Chasing the Thirtysomething

In the wake of Cleveland's 30-17 win at New Orleans, the Dolphins are left as the only team in the high-flying AFC without a 30-point game this season. Fifteen other clubs in the conference have made it there. Why, even the winless Bills have reached the 30-point mark in two of their past four tries, doing it on the road against quality opponents in New England and Baltimore.

The Dolphins? Even with Brandon Marshall added to the mix and a healthy Ronnie Brown back alongside Ricky Williams, they have yet to crack the 23-point barrier in a single game, even as they somehow split their first six outings.

"It's frustrating," Dolphins coach Tony Sparano admitted Monday, a day after losing 23-22 to the Steelers. "You would think you would score more points than that. We need to score more points than that. That's the bottom line."

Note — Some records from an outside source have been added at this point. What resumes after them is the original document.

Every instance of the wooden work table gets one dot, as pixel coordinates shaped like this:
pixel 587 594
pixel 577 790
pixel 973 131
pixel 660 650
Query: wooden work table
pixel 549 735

In just one of Chad Henne's 13 starts in 2009 did the offense fail to produce at least two touchdowns. This year it has already happened three times, including the season-opening road wins in Minnesota and Buffalo.

In their other three games, the 2010 Dolphins have scored exactly two touchdowns on offense, which has put tremendous pressure on Pro Bowl kicker Dan Carpenter, who kicked five more field goals Sunday.

"We're lucky we've got the kicker we have," Sparano said.

NOTES, QUOTES

-- Red-zone woes have been a huge part of the Dolphins' offensive struggles this year. Four trips to the Steelers 21-yard-line or closer failed to produce a touchdown Sunday. Overall, the Dolphins have reached the end zone on just half of their 12 forays into the red zone (20 yards and in).

"We seem to move the ball very well," Dolphins left guard Richie Incognito said. "It seems like we stall out when we get down in the red zone. It's frustrating because we know we can move the ball."

Put it this way: The Dolphins lead their close competitors in the AFC East in total offense (342 yards per game) but rank last in the division in average scoring (18.5 points).

-- Initial reports had Chris Clemons, the first-year starter at free safety, in the wrong on the 29-yard pass to Mewelde Moore that set up the Steelers' go-ahead field goal. However, Sparano said that was an incorrect placement of blame for a third-and-5 breakdown by the Dolphins' defense.

"You've got the wrong guy, fellas," Sparano said.

Instead, replays show rookie linebacker Koa Misi chasing Moore downfield after an abortive blitz attempt. It now appears Misi botched the coverage assignment.